Hearing Health : 5 Things you didn't know about ear wax

So what are the 5 things you didn't know about ear wax?

1. Earwax gets out through the movement of the ear cell. 

The cells inside the ear canal are unique in the human body - they migrate. "You could put an ink dot on the eardrum and watch it move over a few weeks and it would be 'carried out' by the movement of the cells." according to Prof Shakeel Saeed at London's Royal National Throat, Nose and Ear hospital. Read more.....

2.  Earwax has microbial properties


image: BBC Health

Ear wax contains waxy oils but much of it is made up of keratinocytes - dead skin cells. The rest of cerumen - to give it its technical name - is a mixture of substances.

 3. You can differentiate earwax to asian and non asian

Asian and non-Asian ears produce different types of earwax according to scientists at the Monell Institute in Philadelphia. Chromosome 16 is home to the "wet" or "dry" gene for earwax - with the wet variant dominating.
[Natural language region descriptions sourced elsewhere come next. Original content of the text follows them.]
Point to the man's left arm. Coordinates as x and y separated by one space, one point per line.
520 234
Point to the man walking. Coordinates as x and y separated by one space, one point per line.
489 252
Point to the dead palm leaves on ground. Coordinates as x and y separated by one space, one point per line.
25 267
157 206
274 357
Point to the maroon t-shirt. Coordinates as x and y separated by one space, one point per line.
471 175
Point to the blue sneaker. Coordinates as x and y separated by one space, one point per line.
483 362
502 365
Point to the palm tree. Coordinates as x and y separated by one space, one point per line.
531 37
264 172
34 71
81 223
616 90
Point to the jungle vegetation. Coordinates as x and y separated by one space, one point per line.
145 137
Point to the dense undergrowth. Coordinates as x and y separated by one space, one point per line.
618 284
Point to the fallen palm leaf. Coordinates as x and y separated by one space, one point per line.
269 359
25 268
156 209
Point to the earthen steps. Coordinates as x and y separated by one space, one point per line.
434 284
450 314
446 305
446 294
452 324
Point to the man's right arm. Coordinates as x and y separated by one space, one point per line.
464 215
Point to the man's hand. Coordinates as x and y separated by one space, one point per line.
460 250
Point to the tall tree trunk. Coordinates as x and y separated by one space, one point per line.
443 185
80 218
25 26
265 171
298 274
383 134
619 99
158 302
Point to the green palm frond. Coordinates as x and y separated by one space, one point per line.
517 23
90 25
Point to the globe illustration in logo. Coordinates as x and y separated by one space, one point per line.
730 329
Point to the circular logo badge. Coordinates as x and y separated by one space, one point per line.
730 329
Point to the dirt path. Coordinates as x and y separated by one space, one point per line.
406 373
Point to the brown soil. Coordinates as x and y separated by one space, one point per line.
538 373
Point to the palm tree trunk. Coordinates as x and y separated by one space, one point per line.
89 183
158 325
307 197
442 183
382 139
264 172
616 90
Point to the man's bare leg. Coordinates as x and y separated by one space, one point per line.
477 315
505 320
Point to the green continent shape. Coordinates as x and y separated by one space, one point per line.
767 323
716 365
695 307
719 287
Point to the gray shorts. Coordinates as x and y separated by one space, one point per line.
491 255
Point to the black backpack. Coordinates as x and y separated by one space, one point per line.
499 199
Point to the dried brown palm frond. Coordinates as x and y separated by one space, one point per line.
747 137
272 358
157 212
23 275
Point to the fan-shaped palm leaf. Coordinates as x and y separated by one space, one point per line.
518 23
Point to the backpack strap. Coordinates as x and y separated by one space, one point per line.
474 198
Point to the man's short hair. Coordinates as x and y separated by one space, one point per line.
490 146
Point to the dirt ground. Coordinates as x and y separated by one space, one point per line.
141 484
READ MORE HERE...

4. A vaccumm is better than a syringed

Carrie Roberts is in her 40s and has an ear wax problem. She had her ears syringed at the GPs several times, tried hot oil with no success - and ended up with both ears blocked.Ms Roberts decided to pay for micro-suction treatment, where the ear canal is cleaned with an instrument like a tiny vacuum cleaner. Prof Saeed prefers this method to syringing. "With syringing you are going in 'blind' - not under direct vision. If you use water it has to get past the wax and come back, bringing the wax with it. Read MORE HERE

5.  Earwax can be a polluntant monitor



Earwax, like many other bodily secretions, can show traces of certain toxins in the body such as heavy metals. But it's an odd place to look and no more reliable than a simple blood test.
There are also some rare metabolic disorders that affect earwax. The most notable earwax scientific discovery of recent times is that of a 24cm wax earplug from a blue whale.
Unlike humans which shed their earwax and dead skin cells, filter-feeding whales retain their earwax, recording life events similar to the way tree rings reveal arid and wet seasons during its lifetime.
The earwax was analysed by Sascha Usenko, a environmental scientist at Baylor University in Waco, Texas. He and his team found that during the 12-year-old male whale's life it came into contact with 16 different pollutants such as pesticides.
There was a peak of exposure during the first year of life - suggesting that these were transferred from its mother either in the womb or through her milk.